The Rural Education Institute has been working in Jalpa since 2007, carefully cultivating relationships with community members as well as teachers, administrators, and students from the community’s two schools. Until the 2011–2012 school year, the Rural Education Institute ran its programs out of the primary school. In September of 2012 the Rural Education Institute permanently moved its operations to the newly built Salón Comunitario (Community Center). This move is significant for the Rural Education Institute and Jalpa because now, the library and computing facilities are available to the whole community, not just the primary school students.
In September 2013 the primary school lengthened its school day significantly. Since a good percentage of the students walk to school and live some distance away from the center of town, it became impossible for the Rural Education Institute to continue its weekly programming. Students were too hungry, tired, and eager to return home. Through discussions with the primary school, attending parent meetings, and holding community meetings, the Rural Education Institute realized that the best way to continue its programming was to shift to the weekends.

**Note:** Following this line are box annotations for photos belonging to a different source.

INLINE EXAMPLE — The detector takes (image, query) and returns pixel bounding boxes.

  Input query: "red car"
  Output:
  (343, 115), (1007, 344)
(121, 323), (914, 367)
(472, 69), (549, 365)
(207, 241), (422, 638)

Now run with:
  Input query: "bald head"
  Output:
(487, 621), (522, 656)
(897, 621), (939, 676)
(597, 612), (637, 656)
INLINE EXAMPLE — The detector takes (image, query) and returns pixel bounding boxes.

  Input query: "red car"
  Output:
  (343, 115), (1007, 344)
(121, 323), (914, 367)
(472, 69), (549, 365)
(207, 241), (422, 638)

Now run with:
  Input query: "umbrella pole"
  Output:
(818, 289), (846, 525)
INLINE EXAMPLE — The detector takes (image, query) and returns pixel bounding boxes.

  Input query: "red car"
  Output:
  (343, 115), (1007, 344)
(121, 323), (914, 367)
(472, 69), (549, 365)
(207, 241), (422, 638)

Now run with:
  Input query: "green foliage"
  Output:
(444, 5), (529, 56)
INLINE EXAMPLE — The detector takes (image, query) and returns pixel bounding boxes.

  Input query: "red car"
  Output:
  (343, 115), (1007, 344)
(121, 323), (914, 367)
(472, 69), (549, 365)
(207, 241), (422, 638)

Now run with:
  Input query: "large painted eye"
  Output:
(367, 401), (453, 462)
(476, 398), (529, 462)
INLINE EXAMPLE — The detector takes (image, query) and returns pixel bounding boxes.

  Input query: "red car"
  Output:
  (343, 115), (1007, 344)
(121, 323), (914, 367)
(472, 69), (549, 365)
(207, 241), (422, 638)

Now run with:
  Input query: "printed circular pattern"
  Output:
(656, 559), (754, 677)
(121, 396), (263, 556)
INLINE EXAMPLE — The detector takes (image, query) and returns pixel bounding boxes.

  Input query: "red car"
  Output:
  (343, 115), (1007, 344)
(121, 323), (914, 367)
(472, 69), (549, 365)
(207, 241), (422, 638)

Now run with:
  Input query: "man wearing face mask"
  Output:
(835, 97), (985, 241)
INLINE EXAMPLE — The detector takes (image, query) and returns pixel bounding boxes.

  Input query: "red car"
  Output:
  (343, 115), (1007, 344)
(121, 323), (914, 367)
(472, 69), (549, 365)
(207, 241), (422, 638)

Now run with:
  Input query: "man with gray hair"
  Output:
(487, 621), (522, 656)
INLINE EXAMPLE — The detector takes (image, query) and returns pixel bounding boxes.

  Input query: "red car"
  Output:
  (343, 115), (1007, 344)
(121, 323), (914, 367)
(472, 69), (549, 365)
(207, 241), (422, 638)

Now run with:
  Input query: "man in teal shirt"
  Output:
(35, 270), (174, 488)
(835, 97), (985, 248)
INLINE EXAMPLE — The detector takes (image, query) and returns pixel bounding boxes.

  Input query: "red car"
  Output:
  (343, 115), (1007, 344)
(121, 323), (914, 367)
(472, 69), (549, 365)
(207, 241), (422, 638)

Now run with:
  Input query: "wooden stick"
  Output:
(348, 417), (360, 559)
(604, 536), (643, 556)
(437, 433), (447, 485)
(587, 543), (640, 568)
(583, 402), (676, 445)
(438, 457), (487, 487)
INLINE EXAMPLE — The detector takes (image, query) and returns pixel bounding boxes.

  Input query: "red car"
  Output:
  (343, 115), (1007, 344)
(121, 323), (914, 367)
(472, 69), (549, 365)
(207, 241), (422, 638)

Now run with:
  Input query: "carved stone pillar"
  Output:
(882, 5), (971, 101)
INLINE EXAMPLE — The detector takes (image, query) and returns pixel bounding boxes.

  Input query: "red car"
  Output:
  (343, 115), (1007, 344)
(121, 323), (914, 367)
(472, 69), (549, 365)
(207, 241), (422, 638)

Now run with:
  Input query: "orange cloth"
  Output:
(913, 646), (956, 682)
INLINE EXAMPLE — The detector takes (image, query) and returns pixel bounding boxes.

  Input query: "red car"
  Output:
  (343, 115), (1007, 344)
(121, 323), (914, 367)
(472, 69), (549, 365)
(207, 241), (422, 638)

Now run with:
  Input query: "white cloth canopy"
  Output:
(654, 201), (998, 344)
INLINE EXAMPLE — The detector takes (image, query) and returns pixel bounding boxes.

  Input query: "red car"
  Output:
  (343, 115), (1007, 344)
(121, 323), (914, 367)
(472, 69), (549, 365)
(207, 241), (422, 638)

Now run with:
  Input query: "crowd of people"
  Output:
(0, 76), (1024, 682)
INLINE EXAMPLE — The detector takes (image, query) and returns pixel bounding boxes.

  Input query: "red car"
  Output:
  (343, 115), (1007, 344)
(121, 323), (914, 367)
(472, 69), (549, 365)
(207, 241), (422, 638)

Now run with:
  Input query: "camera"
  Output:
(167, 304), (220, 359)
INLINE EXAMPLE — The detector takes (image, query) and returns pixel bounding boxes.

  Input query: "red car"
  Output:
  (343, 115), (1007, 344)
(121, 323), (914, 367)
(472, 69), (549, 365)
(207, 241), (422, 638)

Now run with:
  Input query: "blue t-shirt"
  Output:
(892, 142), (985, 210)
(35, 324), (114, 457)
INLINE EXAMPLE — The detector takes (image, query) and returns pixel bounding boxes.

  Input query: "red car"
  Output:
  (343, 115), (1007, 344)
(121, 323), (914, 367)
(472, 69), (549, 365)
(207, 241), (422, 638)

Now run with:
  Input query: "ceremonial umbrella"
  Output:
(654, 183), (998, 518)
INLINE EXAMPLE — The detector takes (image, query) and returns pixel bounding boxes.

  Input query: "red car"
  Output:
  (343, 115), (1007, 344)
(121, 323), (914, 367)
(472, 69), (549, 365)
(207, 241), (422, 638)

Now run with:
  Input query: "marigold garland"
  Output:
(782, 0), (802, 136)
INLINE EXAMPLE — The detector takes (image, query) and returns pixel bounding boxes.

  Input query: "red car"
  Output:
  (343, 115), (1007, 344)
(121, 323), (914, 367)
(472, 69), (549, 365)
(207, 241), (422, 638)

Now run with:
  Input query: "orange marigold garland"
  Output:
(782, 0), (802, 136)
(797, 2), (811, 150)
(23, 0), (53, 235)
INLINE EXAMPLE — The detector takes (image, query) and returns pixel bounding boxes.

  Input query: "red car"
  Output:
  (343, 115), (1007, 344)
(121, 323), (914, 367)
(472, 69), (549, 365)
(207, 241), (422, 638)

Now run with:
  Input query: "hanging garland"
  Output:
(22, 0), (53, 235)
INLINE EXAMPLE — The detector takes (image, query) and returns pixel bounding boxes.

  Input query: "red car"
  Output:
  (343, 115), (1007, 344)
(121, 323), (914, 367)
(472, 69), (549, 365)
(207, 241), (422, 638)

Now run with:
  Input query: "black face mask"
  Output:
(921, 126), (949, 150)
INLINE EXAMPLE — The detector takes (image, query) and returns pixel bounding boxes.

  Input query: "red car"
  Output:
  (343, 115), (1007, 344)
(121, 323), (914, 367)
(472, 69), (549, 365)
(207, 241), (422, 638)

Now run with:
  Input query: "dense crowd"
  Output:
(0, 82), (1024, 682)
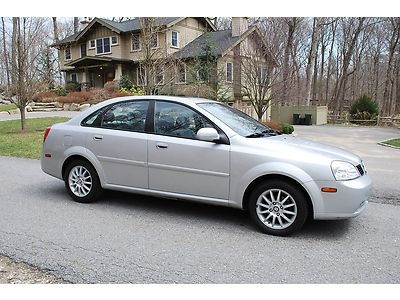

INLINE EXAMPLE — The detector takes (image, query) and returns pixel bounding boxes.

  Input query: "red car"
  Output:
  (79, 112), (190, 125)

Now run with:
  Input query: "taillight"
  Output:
(43, 127), (51, 143)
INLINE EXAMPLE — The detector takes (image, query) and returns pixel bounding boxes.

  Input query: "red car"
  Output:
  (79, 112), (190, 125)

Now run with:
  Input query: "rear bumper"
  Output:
(308, 175), (372, 220)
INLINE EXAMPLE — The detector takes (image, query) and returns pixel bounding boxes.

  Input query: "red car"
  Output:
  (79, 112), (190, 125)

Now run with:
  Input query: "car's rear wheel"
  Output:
(64, 160), (102, 203)
(249, 180), (308, 236)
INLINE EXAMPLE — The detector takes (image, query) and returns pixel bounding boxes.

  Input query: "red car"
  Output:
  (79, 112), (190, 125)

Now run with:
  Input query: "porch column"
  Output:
(114, 64), (122, 80)
(82, 68), (88, 83)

Last month the first new classes were held in Jalpa, led by the group of Oregonians. The Rural Education Institute has never before held weekend classes and is eager to discover a new set of challenges and solutions in the coming months. Through the monitoring and evaluation process, the organization learned that all of the students in their program only use a computer for half an hour or less every week. During the weekend classes, students will learn English, develop computer skills and discover critical life skills.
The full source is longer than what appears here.